Consider and answer me, O Lord my God! Give light to my eyes, or I will sleep the sleep of death (Psalm 13:3)

I pray for really strange things. This morning on our walk Rosie stopped to sniff a worm that was painfully inching its way across the asphalt. I jerked my dog away and breathed a quick prayer: “Dear Lord, please help that worm make it across the road.”

I considered finding a stick to move the creature but decided against it. The worm would make it or not; I had done what I could.

My prayers are many and varied. Of course, I pray for my children and my husband, my friends, my church, and humanity at large; but I’m just as likely to pray for the mother bird I see flying to her nest with a twig or the baby birds that will soon fill that nest.

Before going to a book signing or setting up at a festival, I pray for the people who will buy and read my books.

Okay, now you can say, “Edith, you are weird. Who prays for worms and unborn birds?”

You’re right, it is weird; but I’ve come to terms with the fact that that’s the only way I can function. To borrow from William Wordsworth’s poem, “The world is too much with us; late and soon.”

Somehow these prayers absolve my conscience of the fact that I can’t protect all worms and birds just as I don’t have much control over people’s reaction to what I write or the to world in general.

Am I always successful in turning things over to God? Of course not! Most of the time I’m busy snatching back whatever I’ve put in His hands. It’s only when I am totally exhausted and out of options that I’m able to completely let go.
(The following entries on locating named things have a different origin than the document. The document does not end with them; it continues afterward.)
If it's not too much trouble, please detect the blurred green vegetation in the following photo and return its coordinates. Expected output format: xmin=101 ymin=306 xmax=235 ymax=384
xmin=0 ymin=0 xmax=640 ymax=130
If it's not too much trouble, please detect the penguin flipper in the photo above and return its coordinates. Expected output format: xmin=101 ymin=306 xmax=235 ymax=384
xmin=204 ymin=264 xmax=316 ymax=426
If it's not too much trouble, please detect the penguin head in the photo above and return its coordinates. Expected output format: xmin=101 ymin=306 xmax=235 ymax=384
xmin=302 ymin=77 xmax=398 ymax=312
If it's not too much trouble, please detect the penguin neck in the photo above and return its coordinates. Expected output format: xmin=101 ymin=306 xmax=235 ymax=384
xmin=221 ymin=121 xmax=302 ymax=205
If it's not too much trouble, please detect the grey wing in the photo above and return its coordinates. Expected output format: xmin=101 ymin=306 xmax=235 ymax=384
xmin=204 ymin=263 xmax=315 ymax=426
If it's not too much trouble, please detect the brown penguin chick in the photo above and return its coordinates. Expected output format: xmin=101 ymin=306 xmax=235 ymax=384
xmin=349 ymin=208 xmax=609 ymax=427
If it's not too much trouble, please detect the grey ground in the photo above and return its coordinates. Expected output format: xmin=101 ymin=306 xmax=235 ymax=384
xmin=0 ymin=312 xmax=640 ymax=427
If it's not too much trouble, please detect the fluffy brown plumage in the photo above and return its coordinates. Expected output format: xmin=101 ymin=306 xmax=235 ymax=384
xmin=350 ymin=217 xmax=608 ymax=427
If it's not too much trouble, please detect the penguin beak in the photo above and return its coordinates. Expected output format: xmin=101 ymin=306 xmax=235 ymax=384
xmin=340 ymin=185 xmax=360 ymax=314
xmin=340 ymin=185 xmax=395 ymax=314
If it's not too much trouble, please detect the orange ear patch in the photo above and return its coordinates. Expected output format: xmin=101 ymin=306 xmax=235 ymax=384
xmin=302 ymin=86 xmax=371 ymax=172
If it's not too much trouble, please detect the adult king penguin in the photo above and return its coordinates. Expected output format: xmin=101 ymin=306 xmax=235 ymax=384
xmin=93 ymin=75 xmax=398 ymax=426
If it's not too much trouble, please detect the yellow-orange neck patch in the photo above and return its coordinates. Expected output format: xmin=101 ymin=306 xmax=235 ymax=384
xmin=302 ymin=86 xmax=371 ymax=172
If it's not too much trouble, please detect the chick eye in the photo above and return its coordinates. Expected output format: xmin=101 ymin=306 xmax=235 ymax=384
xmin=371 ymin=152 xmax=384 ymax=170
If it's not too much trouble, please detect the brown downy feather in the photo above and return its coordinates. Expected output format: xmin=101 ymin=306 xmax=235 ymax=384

I love polar bears. I’ve never seen one outside of a zoo, though that’s on my bucket list of things to do. I worry about polar bears. Mentally I imagine a polar bear family huddled together on an ice floe as it visibly shrinks because of global warming.

What can I do to protect that polar bear family? Nothing, beyond joining environmental groups and approaching legislators—which I do.

In reality, my voice is small and I am overwhelmed by the bears’ plight.

That’s when I have to send up one of my weird prayers—so that I don’t sink into a morass of worry about circumstances over which I have little influence.

I’m not responsible for God’s world. I believe He creates and recreates. Maybe my calling is to point out worms struggling across hot asphalt, the polar bear plight, or my neighbor dying of cancer.

I do what I can.

 Please visit Edith at www.edithedwards.com

Edith has written three fiction books and co-authored a collection of short stories. She writes about strong women living action-packed lives and overcoming great obstacles. Her stories are set in her native South and often are historical fiction.

Edith’s latest book will be released in early fall 2014. It is tentatively titled Called to Tell the Truth and is a collection of essays and short stories based on the verse from 1 Corinthians 13:13: “…faith, hope, love; and the greatest of these is love.

2 comments:

J.B. DiNizo said...

What a beautiful posting! Excellent for this day and age where everyone and everything could use prayers.

Caroline said...

Polar bear prayers. I like it. I've been known to say a prayer or two for weird things, but who cares? We pray as our heart and God leads us. Good post.